I’ve likely drowned because this sight is nothing I’ve seen before.

Then again, she is the Seraph. Taming snakes is one thing, but taming a kraken is beyond my understanding—especially a kraken from legends past. A beast we were told was gone.

She did somehow tame Saff, I remind myself.

Dove’s small body, with her thin, white garments still covering her breasts and lower half, is draped haphazardly over a thick kraken tentacle as it slumbers, submerged in a shallow rock pool on an island?

It’s dark in this new cave we’ve been dragged into, a bit smaller than the last one we were caged in.

There’s a shimmering around the rocks above.

Water encases us from all sides. My only guess is that this must be the kraken’s nest.

Osear, have mercy.

Neither of us can swim. It’s a surprise we didn’t drown.

I suspect the tentacled beast brought us here.

The kraken’s body moves up and down in shallow breaths, Dove’s body following suit.

Relief washes over me. I didn’t want to be the one to tell the wolf she was dead.

He would rip me in two. And I like her. She’s hard-headed and strong.

I like the idea of us being allies beyond this mission.

I see the catalyst for change within her, the exact makings of a Seraph.
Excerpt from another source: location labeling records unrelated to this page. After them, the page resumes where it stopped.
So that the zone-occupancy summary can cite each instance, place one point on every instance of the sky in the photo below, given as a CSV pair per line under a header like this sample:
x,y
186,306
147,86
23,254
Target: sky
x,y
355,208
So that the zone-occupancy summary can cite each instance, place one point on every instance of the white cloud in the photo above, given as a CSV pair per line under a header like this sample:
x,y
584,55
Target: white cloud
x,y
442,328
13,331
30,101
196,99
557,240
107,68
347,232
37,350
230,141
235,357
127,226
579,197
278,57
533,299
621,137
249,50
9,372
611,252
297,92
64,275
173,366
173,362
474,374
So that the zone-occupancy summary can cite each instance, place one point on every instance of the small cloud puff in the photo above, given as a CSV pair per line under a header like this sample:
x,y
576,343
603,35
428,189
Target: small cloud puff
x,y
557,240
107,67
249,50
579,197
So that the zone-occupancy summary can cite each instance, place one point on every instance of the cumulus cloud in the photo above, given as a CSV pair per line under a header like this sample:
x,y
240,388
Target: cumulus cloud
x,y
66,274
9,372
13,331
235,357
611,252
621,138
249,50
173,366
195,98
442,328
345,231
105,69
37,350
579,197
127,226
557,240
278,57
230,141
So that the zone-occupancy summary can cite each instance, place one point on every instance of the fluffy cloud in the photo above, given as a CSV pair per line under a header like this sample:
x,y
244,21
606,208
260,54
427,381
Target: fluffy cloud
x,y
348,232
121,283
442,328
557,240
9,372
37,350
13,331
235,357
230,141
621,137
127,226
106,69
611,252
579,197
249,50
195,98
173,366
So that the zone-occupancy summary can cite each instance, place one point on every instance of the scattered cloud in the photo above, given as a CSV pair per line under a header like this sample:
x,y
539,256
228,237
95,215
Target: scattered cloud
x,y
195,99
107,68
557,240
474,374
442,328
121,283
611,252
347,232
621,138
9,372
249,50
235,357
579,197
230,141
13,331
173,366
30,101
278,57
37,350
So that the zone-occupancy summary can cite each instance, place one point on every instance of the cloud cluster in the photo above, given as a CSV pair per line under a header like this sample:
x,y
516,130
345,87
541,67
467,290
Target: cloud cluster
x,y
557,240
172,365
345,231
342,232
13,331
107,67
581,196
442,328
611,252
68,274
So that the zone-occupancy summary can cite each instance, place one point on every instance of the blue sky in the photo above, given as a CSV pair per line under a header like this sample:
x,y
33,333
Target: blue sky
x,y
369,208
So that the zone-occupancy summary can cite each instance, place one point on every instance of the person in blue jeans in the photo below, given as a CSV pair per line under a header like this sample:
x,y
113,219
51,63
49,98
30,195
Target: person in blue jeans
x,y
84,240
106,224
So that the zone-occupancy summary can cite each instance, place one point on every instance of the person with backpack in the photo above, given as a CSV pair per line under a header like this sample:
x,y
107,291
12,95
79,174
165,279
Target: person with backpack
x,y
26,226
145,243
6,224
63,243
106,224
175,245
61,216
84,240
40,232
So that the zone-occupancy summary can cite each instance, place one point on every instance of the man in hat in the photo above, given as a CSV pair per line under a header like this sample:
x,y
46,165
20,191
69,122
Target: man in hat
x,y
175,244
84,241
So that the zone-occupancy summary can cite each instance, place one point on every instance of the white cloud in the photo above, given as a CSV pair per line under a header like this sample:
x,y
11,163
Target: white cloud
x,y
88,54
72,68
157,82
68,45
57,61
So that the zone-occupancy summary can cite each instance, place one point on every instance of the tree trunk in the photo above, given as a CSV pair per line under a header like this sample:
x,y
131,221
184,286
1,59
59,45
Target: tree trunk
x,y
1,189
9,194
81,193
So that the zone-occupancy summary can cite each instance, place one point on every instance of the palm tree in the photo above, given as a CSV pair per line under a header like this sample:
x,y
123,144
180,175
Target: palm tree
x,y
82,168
Scooting closer, holding a small outcropping of rocks, I glide my smooth-scaled feet towards the human.

“Dove.” My whisper is a hiss. I try to wake her without stirring the large creature seemingly claiming her.

“Mmmm,” she hums before a racking cough makes its way up her throat. I go to cover her mouth with my hand.

It’s too late.

A tentacle squeezes tighter around her. Dove’s eyes pop open, and she hacks up the whole ocean, a stream of water coming out.

I go still, crouching before her, very aware the real threat has her body in a vice grip, large suckers securing themselves to her exposed skin.

“Dove?” I question.

Flickering eyelids gradually open, only to flutter closed again.

I sigh, looking past Dove towards the body of the kraken, shaped like a circular blob of dough with eight snakes hanging off it. The imagery almost makes me want to laugh until I find two shining white eyes staring back at me. It doesn’t touch me. However, I do perceive a silent understanding.

Don’t hurt me, and I won’t hurt you.

“Fine,” I mumble, sitting next to Dove and the kraken. I succumb to my new fate.

As long as it doesn’t try to kill us, I’m willing to accept a truce. I can admit when I’m not the strongest one in the room.